A Bayesian Foundation for Physical Theories
Bayesian probability theory is used as a framework to develop a formalism for the scientific method based on principles of inductive reasoning. The formalism allows for precise definitions of the key concepts in theories of physics and also leads to a well-defined procedure to select one or more theories among a family of (well-defined) candidates by ranking them according to their posterior probability distributions, which result from Bayes’s theorem by incorporating to an initial prior the information extracted from a dataset, ultimately defined by experimental evidence. Examples with different levels of complexity are given and three main applications to basic cosmological questions are analysed: (i) typicality of human observers, (ii) the multiverse hypothesis and, extremely briefly, some few observations about (iii) the anthropic principle. Finally, it is demonstrated that this formulation can address problems that were out of the scope of scientific research until now by presenting the isolated worlds problem and its resolution via the presented framework.
💡 Research Summary
The paper proposes a comprehensive formalism for the scientific method in physics built on Bayesian probability theory, treating inductive reasoning as a mathematically precise process. It begins by defining a physical theory as a set of parameters Θ together with a likelihood function P(D|Θ) that predicts the probability of observing a dataset D. Prior knowledge—symmetries, simplicity criteria, previous experimental results—is encoded in a prior distribution π(Θ). Bayes’ theorem then yields the posterior distribution p(Θ|D) ∝ P(D|Θ)π(Θ), which quantifies the degree of belief in a theory after data have been taken into account.
A central contribution is the systematic way in which competing theories {M₁,…,M_k} are compared. For each model the marginal likelihood (or evidence) Z_i = ∫P(D|Θ_i)π_i(Θ_i)dΘ_i is computed, and the evidence ratio (Bayes factor) B_ij = Z_i/Z_j provides a principled ranking that automatically penalizes model complexity and parameter uncertainty. The authors introduce a “sensitivity function” to explore how different choices of priors affect the Bayes factors, thereby offering a robustness check that is absent from traditional criteria such as AIC or BIC.

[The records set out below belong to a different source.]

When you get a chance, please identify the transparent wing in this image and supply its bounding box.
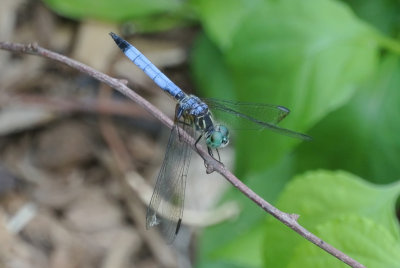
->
[204,98,311,140]
[146,118,194,244]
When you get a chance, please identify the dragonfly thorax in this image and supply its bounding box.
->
[205,125,229,149]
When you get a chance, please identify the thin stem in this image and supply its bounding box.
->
[0,42,365,268]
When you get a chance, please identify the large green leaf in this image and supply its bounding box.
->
[191,0,264,49]
[198,157,293,267]
[264,171,400,267]
[288,216,400,268]
[342,0,400,36]
[296,55,400,183]
[226,0,378,172]
[44,0,187,21]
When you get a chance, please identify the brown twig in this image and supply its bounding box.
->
[0,42,365,268]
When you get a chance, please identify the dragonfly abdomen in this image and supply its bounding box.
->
[110,33,186,101]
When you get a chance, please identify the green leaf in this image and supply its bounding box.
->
[44,0,187,21]
[263,171,400,267]
[191,0,263,50]
[198,157,293,267]
[190,34,235,99]
[226,0,378,172]
[296,55,400,183]
[343,0,400,37]
[288,216,400,268]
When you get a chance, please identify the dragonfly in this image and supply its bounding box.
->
[110,32,311,244]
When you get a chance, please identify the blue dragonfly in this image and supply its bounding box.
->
[110,33,311,243]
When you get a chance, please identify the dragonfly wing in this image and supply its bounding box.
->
[146,117,194,244]
[204,99,311,140]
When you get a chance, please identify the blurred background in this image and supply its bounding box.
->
[0,0,400,268]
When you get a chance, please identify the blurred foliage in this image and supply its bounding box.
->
[263,171,400,267]
[43,0,193,32]
[45,0,400,267]
[192,0,400,267]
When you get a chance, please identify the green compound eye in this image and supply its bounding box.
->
[206,126,229,148]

The framework is then applied to three canonical cosmological problems. First, the typicality of human observers is addressed by treating the number of observers N_o and the observable volume V_o as stochastic variables. A likelihood L_o(Θ) = P(N_o|Θ)·P(V_o|Θ) is multiplied into the posterior, allowing a quantitative assessment of how “typical” our observational situation is within a given cosmological model. Second, the multiverse hypothesis is modeled hierarchically: each universe U_i possesses its own parameter vector θ_i, and a hyper‑prior governs the distribution of these vectors across the ensemble. By imposing a “measure of observability” constraint on the hyper‑prior, the authors avoid the divergence problems that plague naïve infinite‑universe models and obtain a normalizable posterior for the multiverse scenario. The resulting Bayes factors indicate under which conditions the multiverse hypothesis gains statistical support relative to single‑universe models.
Third, the anthropic principle—often invoked qualitatively to explain fine‑tuning—is recast as an explicit anthropic likelihood L_a(Θ) = P(observer existence|Θ). Incorporating L_a into the Bayesian update shows that the principle does not “suppress” regions of parameter space but rather amplifies those that are compatible both with the data and with the existence of observers. This reframing clarifies the role of observer bias in a way that is fully compatible with standard statistical inference.
Beyond these well‑known debates, the paper tackles the “isolated worlds” problem: hypothetical domains of reality that are completely causally disconnected from our observable universe. Since no data D can ever be sensitive to such domains, the likelihood for those parameters is unity, and the posterior reduces to the prior. The authors formalize this as a “Bayesian indifference principle,” arguing that the existence of isolated worlds is a matter of prior choice rather than empirical inference, and they discuss the philosophical implications for scientific realism.
Throughout the manuscript, illustrative examples ranging from simple Gaussian models to full ΛCDM parameter spaces are presented. For each case the authors compute priors, posteriors, evidences, and sensitivity analyses, demonstrating the practical feasibility of the approach. The paper concludes that Bayesian inference provides a unified language for defining theories, updating them with data, ranking alternatives, and even addressing questions traditionally considered metaphysical. Future work is suggested on objective prior construction, efficient sampling in high‑dimensional spaces, and optimal experimental design guided by Bayesian decision theory.